La esposa continuó recurriendo y llevó el caso hasta el Tribunal Supremo. En la sentencia del Alto Tribunal se puede leer que “Internet y, en concreto, las redes sociales, ofrecen grandes expectativas de comunicación e interacción social, pero generan también grandes riesgos al constituir un cauce para difundir contenidos que afectan a derechos de diferente naturaleza, en concreto, a los derechos de la personalidad (honor, intimidad y propia imagen)”, para concluir que “contemplado de esta manera el panorama tecnológico actual y aceptando que la aparición de las redes sociales ha cambiado el modo en el que las personas se socializan, hemos de advertir sin embargo -por obvio que ello resulte- que los usuarios continúan siendo titulares de derechos fundamentales y que su contenido continúa siendo el mismo que en la era analógica».
Ahora bien, aunque no haya diferencias en el texto de la normativa que reconoce y garantiza esos derechos, la presencia en nuestra sociedad de Internet y, más en concreto, de las redes sociales, y la sociedad de la información en la que se insertan, supone un cambio relevante, ya que esas normas han de ser interpretadas en relación con la realidad social del tiempo en que han de ser aplicadas, todo ello como establece el artículo tercero del Código Civil.
Es relevante, por ello, analizar hasta qué punto las redes sociales han creado unos determinados «usos sociales» en la interactuación de los internautas en las mismas y valorar también la trascendencia de la conducta del afectado por la publicación de su imagen en RRSS, para determinar si ha existido el «consentimiento expreso» (que, según la ley, excluiría la existencia de intromisión ilegítima en los derechos).

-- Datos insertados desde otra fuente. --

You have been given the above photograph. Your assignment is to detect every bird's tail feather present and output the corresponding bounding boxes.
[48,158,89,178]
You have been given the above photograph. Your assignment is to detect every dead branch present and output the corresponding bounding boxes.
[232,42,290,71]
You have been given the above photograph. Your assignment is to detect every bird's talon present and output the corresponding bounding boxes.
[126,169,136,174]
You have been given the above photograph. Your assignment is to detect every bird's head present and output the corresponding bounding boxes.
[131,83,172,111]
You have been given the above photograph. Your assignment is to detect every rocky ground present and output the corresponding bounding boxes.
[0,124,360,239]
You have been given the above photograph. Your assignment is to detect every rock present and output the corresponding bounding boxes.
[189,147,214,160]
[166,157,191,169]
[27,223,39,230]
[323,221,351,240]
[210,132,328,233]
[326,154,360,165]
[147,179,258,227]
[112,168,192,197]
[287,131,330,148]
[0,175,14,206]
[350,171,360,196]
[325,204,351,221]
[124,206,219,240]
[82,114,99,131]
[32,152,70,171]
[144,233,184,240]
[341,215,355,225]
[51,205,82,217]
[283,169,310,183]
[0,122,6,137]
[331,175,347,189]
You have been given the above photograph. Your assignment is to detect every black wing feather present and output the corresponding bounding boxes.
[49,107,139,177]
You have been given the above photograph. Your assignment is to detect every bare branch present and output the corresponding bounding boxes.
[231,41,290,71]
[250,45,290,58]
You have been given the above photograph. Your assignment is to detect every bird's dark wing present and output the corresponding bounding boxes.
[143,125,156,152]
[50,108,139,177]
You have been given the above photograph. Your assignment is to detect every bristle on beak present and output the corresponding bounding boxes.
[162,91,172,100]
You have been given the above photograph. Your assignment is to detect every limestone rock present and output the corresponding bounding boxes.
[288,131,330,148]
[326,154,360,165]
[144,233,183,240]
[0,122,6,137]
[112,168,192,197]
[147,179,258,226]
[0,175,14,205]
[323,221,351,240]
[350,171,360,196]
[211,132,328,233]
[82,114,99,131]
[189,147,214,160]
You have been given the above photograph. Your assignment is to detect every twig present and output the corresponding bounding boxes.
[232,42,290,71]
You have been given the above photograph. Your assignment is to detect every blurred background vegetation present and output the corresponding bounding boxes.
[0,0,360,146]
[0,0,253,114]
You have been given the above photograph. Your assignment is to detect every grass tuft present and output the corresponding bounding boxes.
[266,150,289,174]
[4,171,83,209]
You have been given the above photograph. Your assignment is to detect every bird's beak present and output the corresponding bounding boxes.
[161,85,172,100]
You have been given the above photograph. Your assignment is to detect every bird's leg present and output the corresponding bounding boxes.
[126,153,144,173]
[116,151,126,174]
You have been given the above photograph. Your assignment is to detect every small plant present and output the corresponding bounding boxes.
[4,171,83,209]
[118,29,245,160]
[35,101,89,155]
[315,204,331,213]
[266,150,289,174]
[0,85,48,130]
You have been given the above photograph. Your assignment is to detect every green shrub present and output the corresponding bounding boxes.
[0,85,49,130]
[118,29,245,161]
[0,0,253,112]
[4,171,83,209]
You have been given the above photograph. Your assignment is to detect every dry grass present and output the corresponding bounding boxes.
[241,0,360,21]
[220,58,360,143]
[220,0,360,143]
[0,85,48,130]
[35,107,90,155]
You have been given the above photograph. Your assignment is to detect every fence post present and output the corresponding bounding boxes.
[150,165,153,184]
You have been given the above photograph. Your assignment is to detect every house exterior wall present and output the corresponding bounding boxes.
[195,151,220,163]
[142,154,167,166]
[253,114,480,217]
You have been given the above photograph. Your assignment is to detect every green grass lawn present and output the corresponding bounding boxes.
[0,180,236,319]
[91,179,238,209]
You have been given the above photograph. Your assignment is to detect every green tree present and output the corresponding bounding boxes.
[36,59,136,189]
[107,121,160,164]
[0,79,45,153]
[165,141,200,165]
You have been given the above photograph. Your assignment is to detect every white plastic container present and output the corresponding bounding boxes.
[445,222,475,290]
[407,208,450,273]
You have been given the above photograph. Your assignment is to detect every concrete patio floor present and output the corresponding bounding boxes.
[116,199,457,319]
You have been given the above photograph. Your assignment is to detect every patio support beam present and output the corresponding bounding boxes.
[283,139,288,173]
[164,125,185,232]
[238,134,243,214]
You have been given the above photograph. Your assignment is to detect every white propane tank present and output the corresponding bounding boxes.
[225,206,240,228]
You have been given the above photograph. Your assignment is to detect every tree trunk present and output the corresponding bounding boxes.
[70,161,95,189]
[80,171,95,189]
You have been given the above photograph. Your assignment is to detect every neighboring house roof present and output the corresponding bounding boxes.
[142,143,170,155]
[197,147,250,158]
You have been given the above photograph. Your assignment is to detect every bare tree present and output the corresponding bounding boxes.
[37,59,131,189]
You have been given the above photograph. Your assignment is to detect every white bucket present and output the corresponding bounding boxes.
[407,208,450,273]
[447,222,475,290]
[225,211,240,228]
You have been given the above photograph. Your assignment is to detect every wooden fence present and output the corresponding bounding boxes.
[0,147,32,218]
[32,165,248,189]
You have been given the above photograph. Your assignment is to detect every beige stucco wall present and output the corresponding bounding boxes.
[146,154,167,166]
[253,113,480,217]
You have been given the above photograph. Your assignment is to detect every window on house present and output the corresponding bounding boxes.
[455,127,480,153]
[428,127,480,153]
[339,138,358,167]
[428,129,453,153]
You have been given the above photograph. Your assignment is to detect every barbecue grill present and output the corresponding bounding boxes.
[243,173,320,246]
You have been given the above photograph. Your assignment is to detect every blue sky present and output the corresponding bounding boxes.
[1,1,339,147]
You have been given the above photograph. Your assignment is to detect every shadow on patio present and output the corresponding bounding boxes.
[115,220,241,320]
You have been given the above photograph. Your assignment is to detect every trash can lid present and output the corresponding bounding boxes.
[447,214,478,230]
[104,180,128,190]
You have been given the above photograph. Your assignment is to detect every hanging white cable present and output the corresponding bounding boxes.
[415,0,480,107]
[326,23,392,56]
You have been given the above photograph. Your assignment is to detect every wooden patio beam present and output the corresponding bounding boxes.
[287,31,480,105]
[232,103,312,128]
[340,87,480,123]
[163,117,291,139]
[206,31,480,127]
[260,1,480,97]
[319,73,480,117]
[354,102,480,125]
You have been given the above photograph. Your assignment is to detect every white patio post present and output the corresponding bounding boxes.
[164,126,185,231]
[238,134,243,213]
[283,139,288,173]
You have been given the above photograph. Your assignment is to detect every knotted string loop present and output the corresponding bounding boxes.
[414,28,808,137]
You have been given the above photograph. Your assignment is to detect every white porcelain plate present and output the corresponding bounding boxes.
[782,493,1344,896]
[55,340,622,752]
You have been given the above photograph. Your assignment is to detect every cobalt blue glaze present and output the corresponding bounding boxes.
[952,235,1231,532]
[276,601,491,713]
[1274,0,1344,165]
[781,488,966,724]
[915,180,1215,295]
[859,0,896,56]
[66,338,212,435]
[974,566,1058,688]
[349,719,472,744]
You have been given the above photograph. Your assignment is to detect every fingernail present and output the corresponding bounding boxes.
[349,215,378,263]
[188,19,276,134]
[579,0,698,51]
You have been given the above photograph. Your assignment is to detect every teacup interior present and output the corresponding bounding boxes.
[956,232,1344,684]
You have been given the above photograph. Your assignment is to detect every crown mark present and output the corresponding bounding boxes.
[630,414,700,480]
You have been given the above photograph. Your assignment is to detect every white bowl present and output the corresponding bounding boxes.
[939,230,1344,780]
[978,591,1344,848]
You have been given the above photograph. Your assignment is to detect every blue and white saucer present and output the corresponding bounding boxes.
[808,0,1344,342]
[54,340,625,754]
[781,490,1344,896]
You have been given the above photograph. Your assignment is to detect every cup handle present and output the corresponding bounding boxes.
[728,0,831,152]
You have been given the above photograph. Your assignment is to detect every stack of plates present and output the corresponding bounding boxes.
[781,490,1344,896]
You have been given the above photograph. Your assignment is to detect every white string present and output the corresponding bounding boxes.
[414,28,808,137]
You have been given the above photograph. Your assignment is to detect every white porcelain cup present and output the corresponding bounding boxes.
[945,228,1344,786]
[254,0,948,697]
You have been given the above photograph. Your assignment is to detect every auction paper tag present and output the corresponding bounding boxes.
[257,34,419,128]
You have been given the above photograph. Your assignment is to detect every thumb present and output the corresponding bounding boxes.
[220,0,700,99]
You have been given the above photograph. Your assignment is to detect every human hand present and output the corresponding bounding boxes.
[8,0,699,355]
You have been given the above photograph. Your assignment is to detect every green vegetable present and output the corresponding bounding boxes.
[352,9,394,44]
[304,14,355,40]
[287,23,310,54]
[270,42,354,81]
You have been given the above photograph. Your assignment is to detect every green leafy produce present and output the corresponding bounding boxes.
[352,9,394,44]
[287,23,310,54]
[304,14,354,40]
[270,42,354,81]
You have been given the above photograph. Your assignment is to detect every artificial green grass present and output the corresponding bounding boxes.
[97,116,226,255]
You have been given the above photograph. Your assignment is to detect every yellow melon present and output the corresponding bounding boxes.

Para el TS resulta relevante que, en el momento en que se produjeron los hechos, la demandante y el demandado eran cónyuges, sin que conste la existencia de crisis en el matrimonio, que sí existía posteriormente cuando se interpuso la demanda. Por tal razón, la jurisprudencia establecida con respecto a la utilización de la imagen ajena o a la publicación de datos que afectan a la intimidad, relativos a otros contextos en los que no existen esos especiales vínculos entre las personas afectadas, no es trasladable automáticamente a un caso como el objeto de este litigio.
Para los magistrados del máximo órgano de nuestro Poder Judicial, resulta muy relevante, tanto el contenido de las imágenes (calificado de normal, habitual o, incluso de “anodinas o inocuas”), como las reacciones posteriores de la demandante por medio de la interacción del “me gusta”. Así, literalmente el Supremo manifiesta: “dados los usos sociales generados por las redes sociales, una actuación como la de la demandante, consintiendo en ser fotografiada por su marido cuando sabía que este era titular de una cuenta de Facebook, clicando «me gusta» (o su correlativo en francés, «j’adore») en varias de las fotografías colocadas en el muro de dicha cuenta de Facebook en las que aparecía la demandante (lo que, además, demuestra que accedía a dicha cuenta con regularidad), sin haber objetado en momento alguno dicha conducta de su marido ni haberle solicitado que retirara las fotografías de su cuenta de Facebook, debe considerarse, apreciada en su conjunto, como una actuación concluyente demostrativa de consentimiento a que su imagen fuera no solo captada sino también publicada en la cuenta de Facebook por su marido”.
Es más, en otra parte de la sentencia se dice: “Más aún, en el contexto de una relación matrimonial como la que existía en ese momento, en la que, en caso de que un cónyuge no esté de acuerdo en el uso que el otro haga de su imagen en las redes sociales, la conducta razonable es hacérselo saber al otro cónyuge y solicitarle que retire las fotografías de su muro de Facebook, lo que, de acuerdo con el relato de hechos que establecen las sentencias de instancia, no ocurrió en este caso”.
Lógicamente, los nuevos usos sociales no justifican una exposición pública ilimitada de los hechos concernientes a la intimidad personal y familiar cuando afectan a otras personas, por más que estas pertenezcan al círculo familiar o de amigos cercano al titular de la cuenta de la red social, pues existen facetas que podrían calificarse como del ámbito más estricto de la intimidad en las que, para desvelarlas públicamente, ha de extremarse la exigencia de un consentimiento expreso e indubitado de la persona afectada. Por todo ello, también el Tribunal Supremo desestimó el recurso de casación y ratificó la desestimación de las pretensiones de la esposa demandante.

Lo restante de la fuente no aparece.